Mucor Miehei'den ve şirdenden elde edilen pıhtılaştırıcı enzimler yardımıyla üretilen beyaz peynir telemesinin nitelikleri üzerinde bir araştırma
Abstract
ABSTRACT Master Thesis A STUDY ON QUALITY OF CURD WHICH IS PRODUCED BY WHITE CHEESE PROCESS FROM MUCOR MIEHEI AND CHYMOSIN. Gülay ERAZ Ankara University Graduate School of Natural and Applied Sciences Department of Milk Technology Supervisor: Prof. Dr. Atilla YETİŞMEYEN 1996 Page: 58 Jury: Prof. Dr. Atilla YETİŞMEYEN Prof. Dr. Metin ATAMER Assoc. Prof. Dr. H. Raşit UYSAL In this study, effects of chymosin and a microbial enzyme from Mucor miehei on some characteristics of curd and whey obtained from white cheese production were investigated. For this purpose, cow's milk was pasteurized at 72 °C for 2 min. and then divided into two parts. Calcium chloride and the starter culture ( R-703 from Chr. Hansen's Laboratory, Denmark) were added to these milks, at the rate of 0,02 % and 1 %, respectively. Then the first part was clotted by chymosin and the other part was clotted by Mucor miehei enzyme.

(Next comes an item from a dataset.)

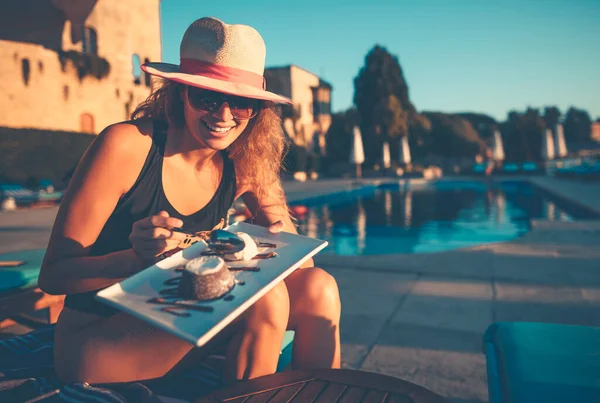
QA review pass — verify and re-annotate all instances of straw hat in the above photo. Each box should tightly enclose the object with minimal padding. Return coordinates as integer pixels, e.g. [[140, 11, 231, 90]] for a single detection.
[[142, 17, 292, 104]]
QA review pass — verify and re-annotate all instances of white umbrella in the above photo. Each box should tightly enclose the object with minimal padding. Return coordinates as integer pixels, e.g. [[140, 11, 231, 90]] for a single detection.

Total dry matter, fat, titratable acidity, pH, total nitrogen and non - protein nitrogen values in raw milk, curd and whey were determined. Furthermore water soluble nitrogen, penetrometer values and total volatile fatty acids of curd were analyzed. Water soluble nitrogen values of whey were also determined. Statistically, there were no significant difference among total dry matter, fat, titratable acidity, pH, total nitrogen, non-protein nitrogen values of curd and whey produced by chymosin and mucor miehei enzyme. The difference among penetrometer values and total volatile fatty acids of curd were also found statistically insignificant. However water soluble nitrogen value of curd produced by chymosin was determined at the level of 0,2741 %, but at the level of 0,3023 % in the curd produced by Mucor miehei enzyme. In statistical analysis this difference was found to be significant. KEY WORDS: Enzyme of Mucor miehei, milk,chymosin, quality of curd and whey.